We all say it because it’s a comfortable, nice-sounding thing to say—and most of us mean it when we say it—but it’s so easy to make snap judgments about the choices we see other moms making that all too often we fail to realize that we’ve entered that mom-shaming zone. Since everything we do with our kids is a choice at some level, we can’t help but judge someone who appears to be choosing something different.
Warm bundles or car-seat-safe snug thermals? Rear-facing or front-facing? Formula or breastmilk? Each decision necessarily presents an imaginary flow-chart of decisions not made—choices not taken—that either unite us with or separate us from other parents.
A rear-facing car seat, whether we want it to or not, indicates that we have decided front-facing car seats are not what’s best for our child at that time. Formula on the playground may suggest that we are not breastfeeding our child. When confronted by another mother’s choice, if that choice appears to be different from our own, we tend to reduce complexity into two binary choices. That apparent divide makes it easy for us to slip into mom-shaming mode.
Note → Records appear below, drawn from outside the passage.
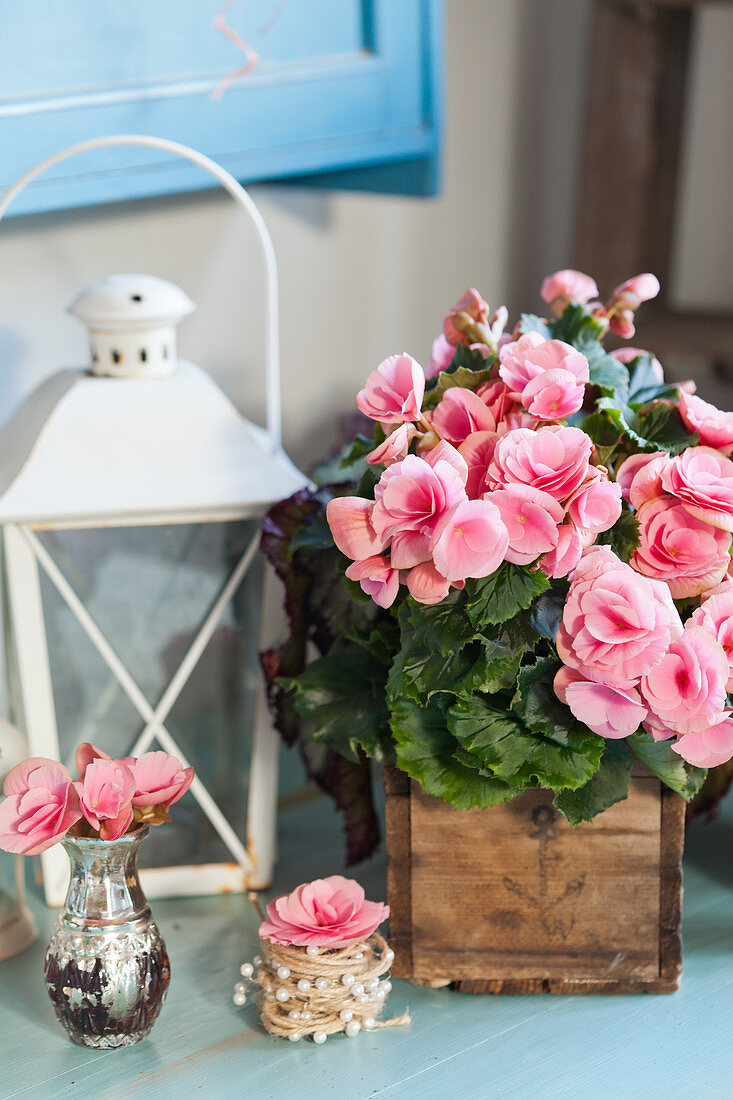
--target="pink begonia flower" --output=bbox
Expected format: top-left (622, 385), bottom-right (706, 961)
top-left (661, 447), bottom-right (733, 531)
top-left (367, 424), bottom-right (417, 466)
top-left (425, 332), bottom-right (456, 378)
top-left (346, 554), bottom-right (400, 607)
top-left (642, 623), bottom-right (730, 734)
top-left (130, 751), bottom-right (194, 810)
top-left (357, 354), bottom-right (425, 424)
top-left (74, 741), bottom-right (135, 779)
top-left (690, 583), bottom-right (733, 693)
top-left (326, 501), bottom-right (392, 561)
top-left (613, 272), bottom-right (659, 311)
top-left (486, 425), bottom-right (593, 504)
top-left (484, 485), bottom-right (564, 565)
top-left (567, 477), bottom-right (621, 535)
top-left (372, 454), bottom-right (466, 543)
top-left (499, 332), bottom-right (589, 409)
top-left (672, 718), bottom-right (733, 768)
top-left (679, 391), bottom-right (733, 454)
top-left (0, 757), bottom-right (81, 856)
top-left (442, 286), bottom-right (489, 347)
top-left (611, 348), bottom-right (665, 385)
top-left (458, 431), bottom-right (499, 501)
top-left (616, 451), bottom-right (669, 508)
top-left (557, 547), bottom-right (682, 688)
top-left (554, 666), bottom-right (647, 740)
top-left (631, 499), bottom-right (731, 600)
top-left (430, 501), bottom-right (508, 582)
top-left (260, 875), bottom-right (390, 947)
top-left (522, 369), bottom-right (586, 420)
top-left (430, 386), bottom-right (496, 444)
top-left (539, 524), bottom-right (593, 579)
top-left (406, 561), bottom-right (453, 606)
top-left (539, 267), bottom-right (598, 317)
top-left (75, 760), bottom-right (135, 840)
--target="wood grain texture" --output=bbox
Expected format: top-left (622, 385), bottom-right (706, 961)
top-left (386, 768), bottom-right (683, 993)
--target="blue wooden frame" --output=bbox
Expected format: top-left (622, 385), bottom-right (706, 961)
top-left (0, 0), bottom-right (444, 215)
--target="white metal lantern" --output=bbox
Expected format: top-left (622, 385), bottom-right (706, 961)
top-left (0, 135), bottom-right (307, 904)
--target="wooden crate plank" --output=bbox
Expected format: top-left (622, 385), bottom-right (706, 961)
top-left (411, 778), bottom-right (660, 982)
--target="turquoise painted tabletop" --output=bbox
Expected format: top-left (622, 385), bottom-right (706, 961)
top-left (0, 778), bottom-right (733, 1100)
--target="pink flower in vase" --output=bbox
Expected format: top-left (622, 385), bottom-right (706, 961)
top-left (539, 267), bottom-right (598, 317)
top-left (75, 759), bottom-right (135, 840)
top-left (357, 354), bottom-right (425, 424)
top-left (631, 496), bottom-right (731, 600)
top-left (642, 623), bottom-right (730, 734)
top-left (554, 666), bottom-right (647, 740)
top-left (260, 875), bottom-right (390, 947)
top-left (556, 547), bottom-right (682, 688)
top-left (130, 751), bottom-right (194, 810)
top-left (0, 757), bottom-right (81, 856)
top-left (346, 554), bottom-right (400, 607)
top-left (672, 718), bottom-right (733, 768)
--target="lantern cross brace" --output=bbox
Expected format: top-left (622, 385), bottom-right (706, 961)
top-left (19, 527), bottom-right (260, 870)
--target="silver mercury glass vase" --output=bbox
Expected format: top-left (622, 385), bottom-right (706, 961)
top-left (44, 826), bottom-right (171, 1049)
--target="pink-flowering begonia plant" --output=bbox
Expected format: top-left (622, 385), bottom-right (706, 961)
top-left (0, 741), bottom-right (194, 856)
top-left (260, 875), bottom-right (390, 948)
top-left (264, 270), bottom-right (733, 855)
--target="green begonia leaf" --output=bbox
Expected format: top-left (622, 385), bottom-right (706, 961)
top-left (555, 740), bottom-right (633, 825)
top-left (392, 697), bottom-right (516, 810)
top-left (626, 732), bottom-right (707, 802)
top-left (466, 561), bottom-right (549, 629)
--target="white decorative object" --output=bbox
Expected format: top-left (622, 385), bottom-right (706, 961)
top-left (0, 718), bottom-right (39, 963)
top-left (0, 135), bottom-right (307, 904)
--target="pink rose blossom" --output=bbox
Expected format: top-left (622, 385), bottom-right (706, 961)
top-left (430, 386), bottom-right (496, 444)
top-left (672, 718), bottom-right (733, 768)
top-left (484, 485), bottom-right (564, 565)
top-left (430, 501), bottom-right (508, 582)
top-left (0, 757), bottom-right (81, 856)
top-left (690, 584), bottom-right (733, 693)
top-left (357, 354), bottom-right (425, 422)
top-left (499, 332), bottom-right (589, 409)
top-left (539, 524), bottom-right (593, 578)
top-left (425, 332), bottom-right (456, 378)
top-left (611, 348), bottom-right (665, 385)
top-left (442, 286), bottom-right (489, 347)
top-left (679, 391), bottom-right (733, 454)
top-left (458, 431), bottom-right (499, 501)
top-left (367, 424), bottom-right (417, 466)
top-left (539, 267), bottom-right (598, 317)
top-left (75, 760), bottom-right (135, 840)
top-left (642, 623), bottom-right (730, 734)
top-left (326, 501), bottom-right (385, 561)
top-left (130, 751), bottom-right (194, 810)
top-left (555, 666), bottom-right (647, 740)
top-left (557, 547), bottom-right (682, 689)
top-left (631, 499), bottom-right (731, 600)
top-left (568, 479), bottom-right (621, 535)
top-left (522, 369), bottom-right (586, 420)
top-left (346, 554), bottom-right (400, 607)
top-left (260, 875), bottom-right (390, 947)
top-left (486, 425), bottom-right (593, 504)
top-left (406, 561), bottom-right (453, 605)
top-left (372, 454), bottom-right (466, 543)
top-left (661, 447), bottom-right (733, 531)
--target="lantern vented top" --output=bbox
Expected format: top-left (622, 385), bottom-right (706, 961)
top-left (68, 275), bottom-right (196, 378)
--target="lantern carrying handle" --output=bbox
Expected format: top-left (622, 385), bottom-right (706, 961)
top-left (0, 134), bottom-right (282, 450)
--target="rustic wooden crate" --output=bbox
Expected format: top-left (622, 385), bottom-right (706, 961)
top-left (385, 766), bottom-right (685, 993)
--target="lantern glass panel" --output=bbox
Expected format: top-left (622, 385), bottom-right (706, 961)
top-left (30, 520), bottom-right (262, 867)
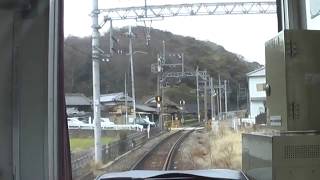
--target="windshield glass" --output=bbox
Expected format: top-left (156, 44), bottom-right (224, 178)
top-left (64, 0), bottom-right (278, 179)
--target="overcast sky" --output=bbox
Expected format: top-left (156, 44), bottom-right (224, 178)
top-left (65, 0), bottom-right (320, 64)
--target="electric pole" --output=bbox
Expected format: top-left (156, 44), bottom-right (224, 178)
top-left (129, 26), bottom-right (136, 124)
top-left (209, 77), bottom-right (216, 120)
top-left (196, 66), bottom-right (200, 122)
top-left (203, 76), bottom-right (208, 122)
top-left (219, 74), bottom-right (222, 120)
top-left (237, 83), bottom-right (240, 111)
top-left (91, 0), bottom-right (102, 164)
top-left (124, 73), bottom-right (128, 124)
top-left (157, 54), bottom-right (163, 130)
top-left (224, 80), bottom-right (228, 118)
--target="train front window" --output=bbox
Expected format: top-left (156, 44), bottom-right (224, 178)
top-left (64, 0), bottom-right (278, 179)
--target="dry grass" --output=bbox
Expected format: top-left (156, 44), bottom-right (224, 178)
top-left (180, 124), bottom-right (244, 169)
top-left (209, 129), bottom-right (242, 169)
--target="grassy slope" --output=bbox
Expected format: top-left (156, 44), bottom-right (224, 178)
top-left (70, 137), bottom-right (118, 151)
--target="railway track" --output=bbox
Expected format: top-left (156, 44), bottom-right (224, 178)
top-left (131, 130), bottom-right (194, 170)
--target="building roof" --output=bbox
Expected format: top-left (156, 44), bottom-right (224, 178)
top-left (100, 92), bottom-right (132, 103)
top-left (144, 97), bottom-right (179, 107)
top-left (247, 66), bottom-right (266, 77)
top-left (136, 104), bottom-right (157, 112)
top-left (65, 93), bottom-right (91, 106)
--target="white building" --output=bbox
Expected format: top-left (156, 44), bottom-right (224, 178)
top-left (247, 67), bottom-right (266, 119)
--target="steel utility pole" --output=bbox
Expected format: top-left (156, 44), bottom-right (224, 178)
top-left (224, 80), bottom-right (228, 118)
top-left (91, 0), bottom-right (102, 164)
top-left (129, 26), bottom-right (136, 124)
top-left (219, 74), bottom-right (222, 120)
top-left (196, 66), bottom-right (200, 122)
top-left (209, 77), bottom-right (216, 120)
top-left (203, 77), bottom-right (208, 122)
top-left (109, 20), bottom-right (113, 56)
top-left (124, 73), bottom-right (128, 124)
top-left (237, 83), bottom-right (240, 111)
top-left (157, 54), bottom-right (163, 130)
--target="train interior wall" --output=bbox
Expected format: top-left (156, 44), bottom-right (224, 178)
top-left (0, 0), bottom-right (49, 180)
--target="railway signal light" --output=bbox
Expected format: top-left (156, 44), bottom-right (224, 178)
top-left (155, 96), bottom-right (162, 103)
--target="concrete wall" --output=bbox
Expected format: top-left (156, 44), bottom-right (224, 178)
top-left (249, 76), bottom-right (266, 118)
top-left (0, 9), bottom-right (13, 180)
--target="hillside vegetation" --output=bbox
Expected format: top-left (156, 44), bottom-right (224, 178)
top-left (64, 27), bottom-right (260, 107)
Countless parenting debates online seem to revolve around questions like: why would a parent choose (insert one choice or the other on: circumcision, feeding, sleeping, eating, vaccination—anything, really), when the evidence about this is “clear”? But what I would like to suggest, using the extended case study of parenting food choices, is that data- and fact-analysis is hardly so clear-cut as this in the human mind. Numbers may tell us a great deal, but often the numbers aren’t how we, as emotionally, socially, and culturally informed animals make decisions—at least not in a vacuum, anyway. Mom-shaming usually isn’t about facts at all.
Health isn’t a set of facts but a malleable concept
When we think about the choice to feed children “healthy, unprocessed food,” we think we’re making a judgment about health. We tell ourselves that this health judgment is about what we “ought” to do, what any “good” parent would do, but far too often, when we engage in mom-shaming, we ignore what’s really driving these choices. When we take a closer look at the history of physical beauty standards, we can see that “attractive,” “fit” and “healthy” are all highly malleable concepts.
What’s beautiful at any given moment is usually a marker of what the wealthy can afford. Because our economic status dictates our food and health “choices”—which perhaps aren’t choices at all—nutrition and health are often more of a privilege than a choice, and that’s why we shouldn’t be so quick to start mom-shaming another parent for feeding their kids sugar.
Body fat used to be a status symbol
Food is arguably the most important human resource, aside from water, so it’s not surprising that it has been completely tied to social status throughout history. I typically don’t allow students in my college courses to use broad, generalizing phrases like “throughout history,” but in this case, it’s not much of an exaggeration.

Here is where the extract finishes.